ECLI:NL:CRVB:2016:2206
Centrale Raad van Beroep
- Hoger beroep
- H.J. Simon
- Rechtspraak.nl
Beoordeling van de hoogte van het AOW-pensioen en de gevolgen voor de Algemene Kinderbijslagwet
In deze zaak heeft de Centrale Raad van Beroep op 15 juni 2016 uitspraak gedaan in hoger beroep tegen de uitspraken van de rechtbank Amsterdam. De appellant, woonachtig in Marokko, had eerder een uitkering op grond van de Wet op de Arbeidsongeschiktheidsverzekering (WAO) ontvangen, maar kreeg per juli 2012 een AOW-pensioen toegekend.
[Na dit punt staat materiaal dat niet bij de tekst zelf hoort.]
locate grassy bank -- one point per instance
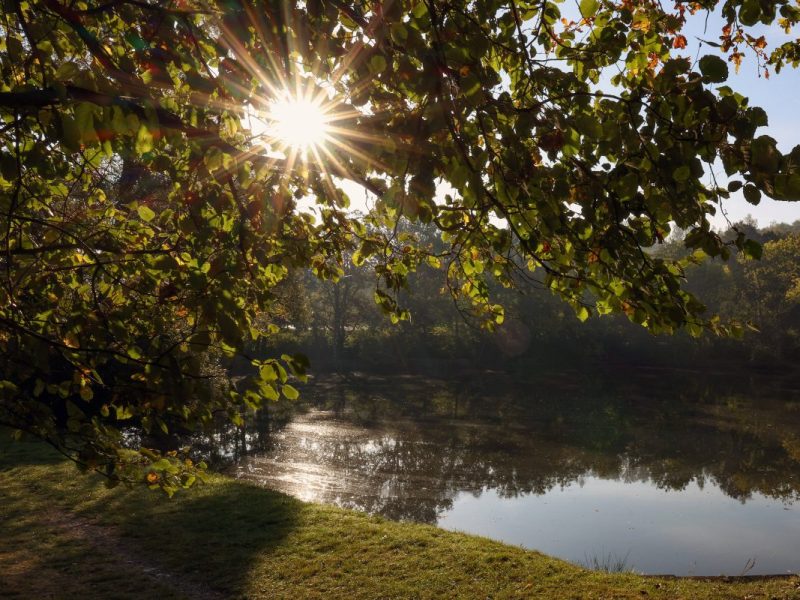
(63, 535)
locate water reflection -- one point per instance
(415, 449)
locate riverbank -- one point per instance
(64, 535)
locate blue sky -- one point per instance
(779, 96)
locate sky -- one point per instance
(779, 96)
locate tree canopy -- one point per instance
(146, 217)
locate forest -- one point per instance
(340, 328)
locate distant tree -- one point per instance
(115, 294)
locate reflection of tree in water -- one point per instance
(405, 447)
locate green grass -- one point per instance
(63, 535)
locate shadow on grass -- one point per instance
(212, 533)
(27, 451)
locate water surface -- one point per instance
(684, 474)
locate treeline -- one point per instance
(340, 327)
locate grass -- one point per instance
(607, 562)
(63, 535)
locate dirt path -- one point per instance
(106, 541)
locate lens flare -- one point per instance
(297, 124)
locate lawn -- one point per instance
(64, 535)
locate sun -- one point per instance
(297, 124)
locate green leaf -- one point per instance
(145, 212)
(377, 64)
(589, 8)
(752, 249)
(144, 140)
(752, 194)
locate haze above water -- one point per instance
(682, 473)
De hoogte van dit pensioen was vastgesteld op 20% van het maximale AOW-pensioen voor gehuwden en 38% van de maximale toeslag. De Sociale verzekeringsbank (Svb) had in een beslissing op bezwaar medegedeeld dat appellant met ingang van het derde kwartaal van 2012 geen recht meer had op kinderbijslag, omdat hij niet voldeed aan de voorwaarden van de Algemene Kinderbijslagwet (AKW). De rechtbank had de beroepen van appellant ongegrond verklaard.
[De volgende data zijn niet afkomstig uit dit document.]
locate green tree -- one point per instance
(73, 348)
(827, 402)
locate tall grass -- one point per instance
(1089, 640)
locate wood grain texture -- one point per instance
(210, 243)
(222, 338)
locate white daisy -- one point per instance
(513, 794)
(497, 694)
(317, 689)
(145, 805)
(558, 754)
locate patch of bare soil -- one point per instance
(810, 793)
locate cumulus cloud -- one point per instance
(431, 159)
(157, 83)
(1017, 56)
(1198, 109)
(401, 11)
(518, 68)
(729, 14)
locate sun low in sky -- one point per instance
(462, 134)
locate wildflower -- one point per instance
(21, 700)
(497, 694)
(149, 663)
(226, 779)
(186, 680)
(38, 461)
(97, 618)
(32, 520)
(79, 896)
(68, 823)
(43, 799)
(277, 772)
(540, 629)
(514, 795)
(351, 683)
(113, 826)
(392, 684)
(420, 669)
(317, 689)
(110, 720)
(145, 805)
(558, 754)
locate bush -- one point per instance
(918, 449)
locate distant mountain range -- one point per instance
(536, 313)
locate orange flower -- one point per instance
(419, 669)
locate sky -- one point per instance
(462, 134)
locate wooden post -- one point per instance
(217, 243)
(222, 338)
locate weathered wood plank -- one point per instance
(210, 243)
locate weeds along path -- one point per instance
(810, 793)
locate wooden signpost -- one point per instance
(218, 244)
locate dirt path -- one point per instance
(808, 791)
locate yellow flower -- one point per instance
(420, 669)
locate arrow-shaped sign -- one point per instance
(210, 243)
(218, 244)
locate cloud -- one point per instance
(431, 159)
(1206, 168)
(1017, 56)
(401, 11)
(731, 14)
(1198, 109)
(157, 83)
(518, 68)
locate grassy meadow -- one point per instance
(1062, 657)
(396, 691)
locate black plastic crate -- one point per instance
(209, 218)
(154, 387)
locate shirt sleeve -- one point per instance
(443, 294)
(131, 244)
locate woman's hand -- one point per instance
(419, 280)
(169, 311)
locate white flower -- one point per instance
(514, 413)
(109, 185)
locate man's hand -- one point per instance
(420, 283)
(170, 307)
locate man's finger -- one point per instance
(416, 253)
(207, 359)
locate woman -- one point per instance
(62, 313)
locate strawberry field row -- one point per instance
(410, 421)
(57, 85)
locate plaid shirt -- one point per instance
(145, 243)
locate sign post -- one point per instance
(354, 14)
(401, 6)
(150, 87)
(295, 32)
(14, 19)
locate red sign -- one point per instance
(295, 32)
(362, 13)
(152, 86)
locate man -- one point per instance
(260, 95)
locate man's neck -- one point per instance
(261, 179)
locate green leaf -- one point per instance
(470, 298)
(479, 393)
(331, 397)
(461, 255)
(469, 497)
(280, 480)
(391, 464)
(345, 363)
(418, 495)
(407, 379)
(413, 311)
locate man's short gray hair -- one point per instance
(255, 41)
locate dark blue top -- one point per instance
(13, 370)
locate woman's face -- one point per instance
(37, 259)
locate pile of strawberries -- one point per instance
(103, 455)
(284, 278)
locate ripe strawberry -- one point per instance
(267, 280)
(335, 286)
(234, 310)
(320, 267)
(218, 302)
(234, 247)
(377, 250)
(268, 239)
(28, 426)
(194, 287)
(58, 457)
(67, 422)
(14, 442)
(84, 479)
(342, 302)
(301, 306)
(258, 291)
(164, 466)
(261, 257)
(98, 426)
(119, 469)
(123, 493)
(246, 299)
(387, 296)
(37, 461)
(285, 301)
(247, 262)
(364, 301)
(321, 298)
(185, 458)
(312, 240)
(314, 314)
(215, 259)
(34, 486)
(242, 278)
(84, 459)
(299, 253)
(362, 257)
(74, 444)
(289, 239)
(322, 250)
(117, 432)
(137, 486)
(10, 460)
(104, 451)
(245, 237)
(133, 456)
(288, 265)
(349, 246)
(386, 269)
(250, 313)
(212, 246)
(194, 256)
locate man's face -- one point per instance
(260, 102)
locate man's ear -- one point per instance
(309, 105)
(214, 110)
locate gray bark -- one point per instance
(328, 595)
In hoger beroep herhaalde appellant dat hij meer jaren in Nederland had gewoond en gewerkt dan de Svb had aangenomen en dat hij met zijn AOW-pensioen niet rond kon komen. De Svb had echter inlichtingen ingewonnen bij verschillende instanties, waaronder de gemeente en pensioenfondsen, maar geen aanvullende informatie over appellant kunnen verkrijgen. De Svb concludeerde dat appellant slechts verzekerd was voor de AOW in de periode van 19 februari 1990 tot en met 31 december 1999. De rechtbank bevestigde dat de hoogte van het AOW-pensioen correct was vastgesteld en dat appellant niet voldeed aan de voorwaarden voor de AKW, aangezien hij geen uitkering van ten minste 35% van het voor Nederland geldend minimumloon ontving.
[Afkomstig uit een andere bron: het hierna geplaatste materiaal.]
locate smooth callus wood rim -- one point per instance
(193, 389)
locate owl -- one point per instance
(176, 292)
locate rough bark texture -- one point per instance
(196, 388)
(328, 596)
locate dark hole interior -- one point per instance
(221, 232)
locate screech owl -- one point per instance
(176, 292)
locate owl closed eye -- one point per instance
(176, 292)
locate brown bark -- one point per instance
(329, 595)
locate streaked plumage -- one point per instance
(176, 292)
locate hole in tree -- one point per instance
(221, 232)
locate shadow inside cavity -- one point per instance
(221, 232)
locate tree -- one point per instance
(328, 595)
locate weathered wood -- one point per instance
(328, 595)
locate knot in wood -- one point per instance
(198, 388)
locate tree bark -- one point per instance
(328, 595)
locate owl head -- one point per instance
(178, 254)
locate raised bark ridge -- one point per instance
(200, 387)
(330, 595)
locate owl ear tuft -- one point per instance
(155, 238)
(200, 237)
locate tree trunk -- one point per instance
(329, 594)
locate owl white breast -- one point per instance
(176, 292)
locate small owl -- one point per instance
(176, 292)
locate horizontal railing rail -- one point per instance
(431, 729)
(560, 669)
De Centrale Raad van Beroep bevestigde de uitspraken van de rechtbank en oordeelde dat appellant met ingang van 1 juli 2012 niet langer verzekerd was voor de AKW en dus geen recht op kinderbijslag had. De beslissing werd openbaar uitgesproken op 15 juni 2016, en partijen hebben de mogelijkheid om binnen zes weken beroep in cassatie in te stellen bij de Hoge Raad der Nederlanden.